Cuando todos los integrantes de la Familia Zo-Zo descendían al escenario para saludar, la exhalación colectiva de alivio que compartían los otros artistas contenía un deje de insatisfacción: la misma decepción que sienten los espectadores de un suicidio cuando el protagonista decide no saltar.

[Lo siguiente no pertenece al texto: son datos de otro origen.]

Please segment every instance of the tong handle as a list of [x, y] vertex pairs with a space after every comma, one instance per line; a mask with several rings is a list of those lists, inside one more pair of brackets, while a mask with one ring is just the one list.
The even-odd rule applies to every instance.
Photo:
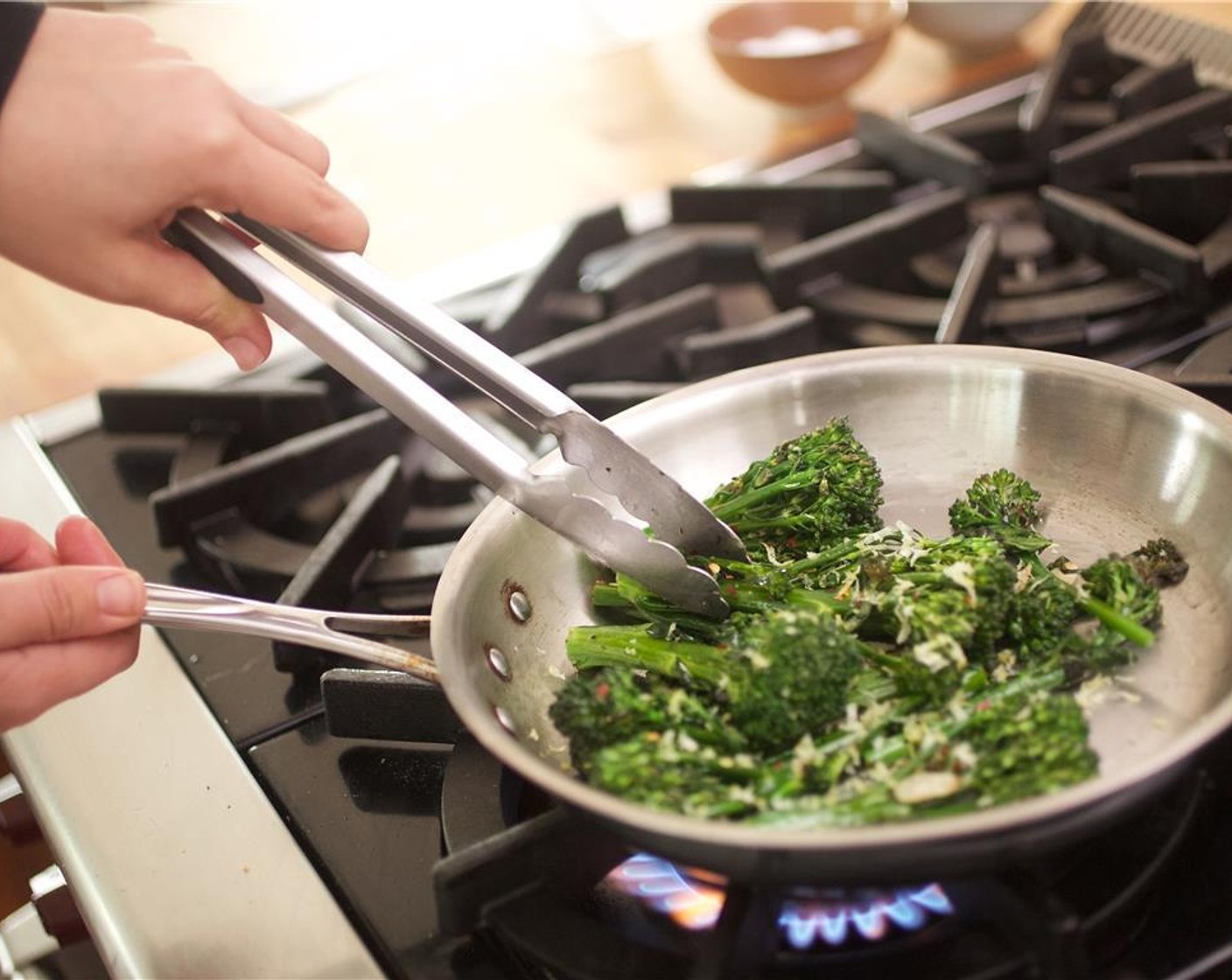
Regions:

Pero mi mayor miedo era que tía Augustine descubriera adónde iba cada noche y me prohibiera pasear a Bonbon para siempre. No se me daba bien mentir y aquella doble vida que llevaba comenzó a pasarme factura. Me daba miedo llegar tarde a casa, y cuando se acercaba la hora del paseo nunca sabía hasta el último minuto si tía Augustine me mandaría a hacer algún recado y acabaría quedándose en nada mi expectación por ir al teatro, acumulada durante todo el día. Si alguna vez quería trabajar en el mundo del espectáculo, tendría que dejar primero la casa de tía Augustine.

En ese sentido, Albert vino al rescate.

– Madame Tarasova necesita ayuda con el vestuario -me dijo-. Ve a verla.

Me pellizqué la muñeca para asegurarme de que no era un sueño y me interné en los pasillos entre bastidores donde la encargada de vestuario estaba amontonando vestidos en un estante.

– Bonsoir, madame -la saludé-. Albert me ha dicho que necesitaba usted ayuda. Y yo necesito trabajo.

Madame Tarasova era una emigrada rusa que siempre llevaba un vestido de pana suelto y un pañuelo ajustado al cuello por un broche. Me sonrió y arrulló a Bonbon.

– Qué perrita tan mona -comentó, acariciándole el morro a Bonbon-. Tendremos que asegurarnos de no ponérsela a alguien en la cabeza en lugar de una peluca.

Ambas nos echamos a reír.

Una chica rubia, unos pocos años mayor que yo, apareció con arios vestidos colgados de unas perchas. Me saludó con la cabeza y colgó los trajes tras una cortina.

– Esta es mi hija, Vera -aclaró madame Tarasova, sacando varias agujas de un alfiletero y prendiéndolas en mi blusa. Me echó un carrete de hilo y unas tijeras en el bolsillo-. ¿Sabes coser?

Le dije que cosía bien porque en la finca de mi familia esa era una de las cosas que sí podía hacer.

Madame Tarasova asintió con la cabeza.

– Necesito que hagas los remiendos rápidamente -me dijo, haciéndome un gesto para que la siguiera escaleras arriba-, y que me ayudes a arreglar los trajes. Los tocados son demasiado incómodos como para que las chicas suban corriendo las escaleras con ellos puestos, así que se los recogemos a medida que van saliendo del escenario, los limpiamos y los empaquetamos en la planta de abajo. Si mañana vienes más temprano, puedes ayudar a Vera a colocárselos para el primer acto.

Nos detuvimos delante de una puerta que tenía el número seis rentado. Se oía un murmullo de voces femeninas al otro lado. Madame Tarasova empujó la puerta y una caótica escena apareció ante nosotras. Las coristas estaban sentadas en taburetes unas al lado de atrás en la atestada habitación. El aire apestaba a eau de cologne, brillantina y sudor. Madame Tarasova me cogió a Bonbon de los brazos y la colocó sobre una sombrerera en una silla para que pudiera verlo todo a salvo de pisotones. La chica pelirroja que ya había visto antes me reconoció.